The aim of this definition arises from the fact that most usual chemical transformations happen at constant pressure $P$ (often the atmospheric pressure). The heat of such a transformation is measured in an open calorimeter, in contact with the outer air.
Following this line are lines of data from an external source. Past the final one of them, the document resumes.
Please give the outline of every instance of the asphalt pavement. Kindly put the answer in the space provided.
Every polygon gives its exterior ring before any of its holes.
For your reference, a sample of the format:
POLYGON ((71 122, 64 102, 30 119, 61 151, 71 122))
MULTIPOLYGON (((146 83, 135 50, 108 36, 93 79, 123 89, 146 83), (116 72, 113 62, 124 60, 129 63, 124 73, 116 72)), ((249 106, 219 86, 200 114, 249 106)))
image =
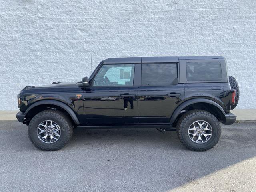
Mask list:
POLYGON ((256 122, 222 127, 204 152, 173 132, 79 128, 64 148, 44 152, 26 126, 0 121, 0 191, 256 191, 256 122))

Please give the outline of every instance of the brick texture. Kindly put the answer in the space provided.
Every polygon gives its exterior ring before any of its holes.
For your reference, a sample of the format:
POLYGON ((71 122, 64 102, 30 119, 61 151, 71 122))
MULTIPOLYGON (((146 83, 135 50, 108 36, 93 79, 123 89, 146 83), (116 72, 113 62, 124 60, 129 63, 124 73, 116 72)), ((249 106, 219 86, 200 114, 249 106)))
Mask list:
POLYGON ((255 0, 0 0, 0 110, 28 85, 78 81, 109 57, 221 56, 256 108, 255 0))

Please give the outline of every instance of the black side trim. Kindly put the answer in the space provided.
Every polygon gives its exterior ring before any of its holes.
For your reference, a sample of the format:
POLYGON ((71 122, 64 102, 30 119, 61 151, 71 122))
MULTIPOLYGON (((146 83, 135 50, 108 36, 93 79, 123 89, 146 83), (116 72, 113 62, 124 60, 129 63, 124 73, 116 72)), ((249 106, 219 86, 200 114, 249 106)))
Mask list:
POLYGON ((54 100, 44 100, 42 101, 38 101, 34 103, 33 103, 30 105, 28 108, 25 112, 25 114, 26 114, 32 108, 35 107, 36 106, 38 106, 40 105, 43 105, 45 104, 50 104, 57 105, 62 108, 64 109, 70 116, 72 119, 74 121, 76 124, 80 124, 80 122, 77 118, 77 117, 74 111, 69 106, 67 105, 66 104, 63 103, 60 101, 56 101, 54 100))
POLYGON ((173 123, 180 113, 180 112, 186 107, 188 106, 189 105, 191 105, 191 104, 194 104, 197 103, 206 103, 212 104, 212 105, 217 107, 223 114, 225 114, 225 111, 220 105, 216 102, 214 102, 212 100, 204 98, 192 99, 187 101, 185 101, 184 102, 181 104, 178 107, 176 108, 176 109, 175 109, 174 112, 172 114, 172 117, 171 117, 171 119, 170 120, 170 122, 171 123, 173 123))
POLYGON ((18 120, 21 123, 23 123, 25 118, 26 115, 22 113, 21 111, 19 111, 17 114, 16 114, 16 118, 18 119, 18 120))
POLYGON ((117 129, 117 128, 165 128, 167 129, 173 129, 171 125, 80 125, 78 126, 77 128, 85 128, 87 129, 117 129))

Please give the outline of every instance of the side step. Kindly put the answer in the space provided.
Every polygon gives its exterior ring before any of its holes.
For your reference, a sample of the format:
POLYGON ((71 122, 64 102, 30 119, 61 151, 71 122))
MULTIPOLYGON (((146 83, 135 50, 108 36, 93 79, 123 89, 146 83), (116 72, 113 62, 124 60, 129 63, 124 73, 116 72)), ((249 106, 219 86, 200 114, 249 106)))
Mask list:
POLYGON ((79 125, 76 127, 77 128, 83 128, 86 129, 157 129, 161 132, 165 132, 167 131, 176 131, 176 129, 170 125, 79 125))

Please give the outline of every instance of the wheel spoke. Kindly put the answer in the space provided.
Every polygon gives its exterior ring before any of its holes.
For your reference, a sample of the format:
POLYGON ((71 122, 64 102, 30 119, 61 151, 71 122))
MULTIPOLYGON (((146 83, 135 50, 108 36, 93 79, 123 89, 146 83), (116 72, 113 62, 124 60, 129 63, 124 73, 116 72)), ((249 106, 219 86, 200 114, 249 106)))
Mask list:
POLYGON ((40 137, 39 138, 40 139, 44 138, 44 139, 45 139, 45 140, 46 141, 46 138, 47 138, 47 136, 48 136, 47 135, 45 135, 44 136, 42 136, 41 137, 40 137))
POLYGON ((37 134, 38 135, 40 135, 40 134, 41 134, 45 132, 45 131, 44 130, 43 130, 41 128, 40 128, 39 127, 37 128, 40 131, 40 132, 37 134))
POLYGON ((37 130, 38 138, 46 143, 53 143, 59 139, 61 131, 60 126, 51 120, 42 122, 37 127, 37 130), (45 133, 46 133, 46 134, 45 134, 45 133))
POLYGON ((42 124, 39 124, 39 125, 40 125, 41 126, 42 126, 43 127, 44 127, 44 128, 46 128, 47 127, 47 125, 46 124, 46 125, 43 125, 42 124))
POLYGON ((204 142, 203 141, 203 140, 202 140, 202 138, 201 138, 201 136, 200 135, 198 135, 198 138, 197 138, 197 139, 196 140, 196 142, 197 142, 199 140, 201 140, 202 141, 202 142, 204 142))
POLYGON ((54 131, 54 132, 53 132, 53 133, 54 133, 54 134, 56 134, 56 135, 57 135, 57 136, 58 137, 59 137, 59 136, 60 136, 60 135, 59 135, 59 134, 58 134, 58 133, 57 132, 55 132, 55 131, 54 131))
POLYGON ((211 138, 212 135, 212 129, 207 122, 198 120, 190 124, 188 133, 190 138, 193 142, 205 143, 211 138))
POLYGON ((193 137, 191 138, 192 140, 194 140, 194 138, 195 138, 195 137, 196 135, 196 133, 189 133, 189 134, 193 135, 193 137))

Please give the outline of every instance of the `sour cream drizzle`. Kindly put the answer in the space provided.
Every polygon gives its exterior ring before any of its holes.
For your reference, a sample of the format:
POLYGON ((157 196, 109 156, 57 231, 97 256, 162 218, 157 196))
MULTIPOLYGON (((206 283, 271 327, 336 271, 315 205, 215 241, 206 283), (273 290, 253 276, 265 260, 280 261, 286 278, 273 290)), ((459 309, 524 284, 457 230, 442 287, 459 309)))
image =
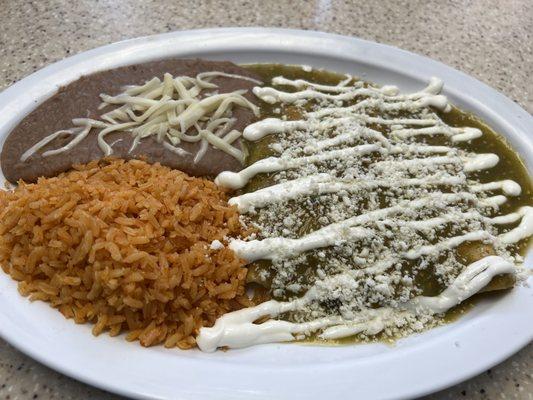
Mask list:
MULTIPOLYGON (((455 281, 440 295, 419 296, 401 304, 403 313, 441 314, 476 294, 496 275, 513 273, 515 266, 501 257, 489 256, 470 264, 455 281)), ((338 339, 365 332, 375 335, 385 329, 398 313, 391 308, 378 308, 362 312, 352 320, 329 317, 306 323, 292 323, 268 320, 255 324, 263 317, 275 318, 288 311, 304 307, 315 299, 311 289, 302 298, 279 302, 270 300, 258 306, 234 311, 217 319, 212 328, 201 328, 197 338, 200 350, 213 352, 219 347, 242 348, 262 343, 289 342, 298 334, 309 334, 324 329, 319 335, 323 339, 338 339)))
MULTIPOLYGON (((311 320, 305 323, 292 323, 283 320, 268 320, 254 323, 260 318, 276 318, 283 313, 302 310, 310 303, 319 300, 321 285, 341 282, 350 275, 351 278, 365 273, 381 274, 401 259, 414 260, 427 255, 438 255, 442 251, 453 249, 465 242, 487 242, 492 244, 513 244, 533 235, 533 207, 522 207, 516 212, 496 217, 484 215, 486 207, 497 208, 507 201, 506 196, 519 196, 521 187, 511 180, 478 183, 469 177, 476 173, 496 166, 499 158, 496 154, 475 154, 459 150, 453 146, 428 146, 413 142, 418 136, 443 135, 453 144, 476 139, 482 135, 477 128, 454 128, 444 124, 435 114, 422 113, 417 118, 393 118, 369 116, 370 109, 380 112, 406 111, 416 112, 429 106, 447 111, 450 105, 445 96, 440 95, 442 82, 432 78, 429 85, 416 93, 400 95, 396 87, 382 88, 364 87, 359 82, 347 86, 350 80, 337 86, 320 85, 305 80, 290 80, 276 77, 273 83, 292 86, 296 92, 284 92, 272 87, 256 87, 254 93, 263 101, 273 104, 298 103, 309 100, 330 102, 322 109, 308 112, 299 121, 284 121, 268 118, 248 126, 244 138, 259 140, 266 135, 282 134, 295 131, 331 130, 336 126, 350 124, 353 129, 325 140, 310 142, 303 157, 270 157, 260 160, 244 170, 222 172, 215 182, 223 187, 238 189, 244 187, 257 174, 271 173, 296 169, 309 163, 320 163, 343 157, 362 157, 367 154, 377 155, 370 162, 369 170, 385 172, 385 178, 362 180, 339 179, 330 173, 318 173, 302 176, 286 182, 278 183, 255 192, 233 197, 230 204, 238 207, 241 213, 251 213, 270 204, 287 202, 307 196, 333 193, 351 193, 372 190, 378 187, 442 187, 455 188, 452 193, 441 191, 429 192, 426 196, 415 200, 401 200, 389 207, 368 211, 343 221, 327 225, 297 239, 285 237, 267 237, 262 240, 232 240, 229 247, 239 257, 253 262, 260 259, 279 260, 294 257, 303 252, 329 246, 338 246, 347 242, 357 242, 375 235, 372 229, 377 224, 383 226, 400 225, 421 232, 430 232, 445 224, 460 221, 476 220, 480 226, 518 225, 507 232, 494 235, 489 229, 477 229, 463 232, 457 236, 447 237, 436 243, 415 246, 404 252, 385 254, 372 265, 365 268, 350 270, 338 275, 327 276, 318 280, 308 292, 300 298, 289 302, 271 300, 256 307, 232 312, 220 317, 212 328, 202 328, 197 338, 198 346, 203 351, 214 351, 218 347, 246 347, 259 343, 293 341, 319 331, 319 337, 338 339, 358 333, 374 335, 394 324, 399 316, 419 314, 441 314, 485 287, 493 277, 499 274, 513 273, 515 266, 500 256, 489 256, 467 266, 453 283, 440 295, 435 297, 418 296, 401 303, 397 308, 382 307, 362 310, 354 318, 343 319, 340 315, 311 320), (355 104, 340 107, 338 101, 350 100, 355 104), (390 137, 370 129, 365 124, 380 124, 390 127, 390 137), (394 138, 394 142, 390 140, 394 138), (354 141, 365 144, 352 145, 354 141), (402 140, 406 142, 403 143, 402 140), (337 146, 348 146, 330 150, 337 146), (436 155, 435 155, 436 154, 436 155), (407 156, 391 159, 389 156, 407 156), (418 157, 413 157, 418 155, 418 157), (380 157, 385 157, 380 160, 380 157), (411 170, 411 168, 438 168, 455 166, 460 172, 452 175, 443 173, 426 173, 422 176, 401 179, 387 179, 389 170, 411 170), (502 194, 492 197, 478 198, 478 194, 499 190, 502 194), (468 203, 473 206, 464 212, 454 205, 468 203), (411 220, 413 210, 434 209, 437 215, 422 220, 411 220), (405 213, 405 215, 404 215, 405 213), (403 218, 397 218, 404 215, 403 218), (485 224, 485 225, 483 225, 485 224)), ((378 174, 379 176, 379 174, 378 174)), ((427 242, 426 242, 427 243, 427 242)), ((349 277, 348 277, 349 278, 349 277)))

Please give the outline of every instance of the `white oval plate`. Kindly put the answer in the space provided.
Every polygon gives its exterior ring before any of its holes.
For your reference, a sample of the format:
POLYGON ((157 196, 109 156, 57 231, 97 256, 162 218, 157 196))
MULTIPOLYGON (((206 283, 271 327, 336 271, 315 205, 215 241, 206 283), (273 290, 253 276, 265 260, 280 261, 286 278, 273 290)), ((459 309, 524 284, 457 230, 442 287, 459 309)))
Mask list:
MULTIPOLYGON (((393 47, 270 28, 175 32, 60 61, 0 94, 0 141, 59 86, 81 75, 169 57, 308 64, 403 90, 419 89, 438 76, 450 100, 504 134, 533 174, 533 118, 488 86, 393 47)), ((21 297, 15 283, 0 273, 0 335, 5 340, 66 375, 135 398, 411 398, 470 378, 525 346, 533 338, 531 310, 533 288, 519 287, 484 301, 453 324, 400 340, 394 347, 274 344, 203 354, 145 349, 105 335, 94 338, 89 326, 75 325, 46 304, 21 297)))

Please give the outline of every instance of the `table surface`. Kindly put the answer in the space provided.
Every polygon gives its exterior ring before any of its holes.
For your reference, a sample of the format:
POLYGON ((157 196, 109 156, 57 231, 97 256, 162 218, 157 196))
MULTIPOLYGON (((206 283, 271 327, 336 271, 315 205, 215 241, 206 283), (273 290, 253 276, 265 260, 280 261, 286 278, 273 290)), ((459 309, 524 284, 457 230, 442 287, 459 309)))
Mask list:
MULTIPOLYGON (((1 2, 0 90, 70 55, 127 38, 216 26, 353 35, 429 56, 487 83, 533 114, 533 1, 1 2)), ((457 366, 460 367, 460 366, 457 366)), ((118 399, 0 340, 0 399, 118 399)), ((426 400, 533 399, 533 345, 426 400)))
Considering a transformation from a state 1 to a state 2, we have: $\Delta H $ $=$ $H_f$ $-$ $H_i$ (consider that H is a state function, f: final state, i: initial state) $=$ $(U_f$ $+$ $P\cdot V_f)$ $-$ $(U_i$ $+$ $P\cdot V_i)$ (see the definition of $H$, $P$ constant pressure) $=$ $(U_f$ $-$ $U_i)$ $+$ $P(V_f$ $-$ $V_i)$ $=$ $\Delta U$ $+$ $P\cdot \Delta V$ $= $ $(Q$ $+$ $W)$ $+$ $P\cdot \Delta V$ (see the → Variation of internal energy!) $= $ $(Q$ $-$ $P\Delta V)$ $+$ $P\cdot \Delta V$ (see the → Received work!) $=$ $Q$

At constant pressure: $\Delta H$ $=$ $Q$ The variation of enthalpy of a system is equal to the heat received by the system at constant pressure (measured in an open calorimeter)!

In case of a chemical reaction involving one or more gaseous reagents or products, only the gas species are considered for calculating volume variations and the (comparatively) small volume variations of non gaseous species are neglected: Let be $n_f$ the numbers of moles of gases in the products, $n_i$ the numbers of moles of gases in the reagents: $\Delta H $ $= $ $\Delta U $ $+$ $P\Delta V$ $= $ $\Delta U$ $ +$ $PV_f$ $-$ $PV_i$ $= $ $\Delta U$ $ +$ $n_fRT$ $-$ $n_iRT$ (see the → Ideal gas law!) $= $ $\Delta U$ $ +$ $\Delta n RT$

In the case of gases: $\Delta H$ $=$ $\Delta U$ $+$ $\Delta n RT$

The variation of enthalpy of the following reaction can be determined easily in an open calorimeter (at $298\;K$, $1 \;atm$), because it is simple combustion $2CO$ $+$ $O_2$ $\longrightarrow$ $2CO_2$ Details:

Initial state | Final state | $\Delta H$ |

2mol $CO$ + 1 mol $O_2$ | 2 mol $CO_2$ | $\Delta H$ $=$ $-563.2kJ$ |

Let's calculate the variation of internal energy of this reaction: $\Delta U$ $=$ $\Delta H$ $-$ $\Delta n RT$ $=$ $-563.2\cdot 10^3$ $-$ $(2$ $-$ $(2$ $+$ $1))\cdot 8,3 \cdot 298$ $ =$ $ -560726\; J$ $ =$ $\approx $ $-560.7\;kJ$ Let's analyse the result: - At constant volume, the heat transmitted by this reaction to the surroundings equals $-\Delta U$ $ = $ $ 560.7 kJ$. There is no work transmitted. - At constant pressure, the heat transmitted by this reaction to the surroundings equals $-\Delta H$ $=$ $563.2 kJ$. But there is a compression work of $-2.5 kJ$ transmitted to the surroundings. Indeed as the number of moles of gases decreases, the volume of the system decreases too at constant pressure and the surroundings perform therefore a compression work on the system. In either of the two cases, the energy produced by the reaction occuring in the system is the same!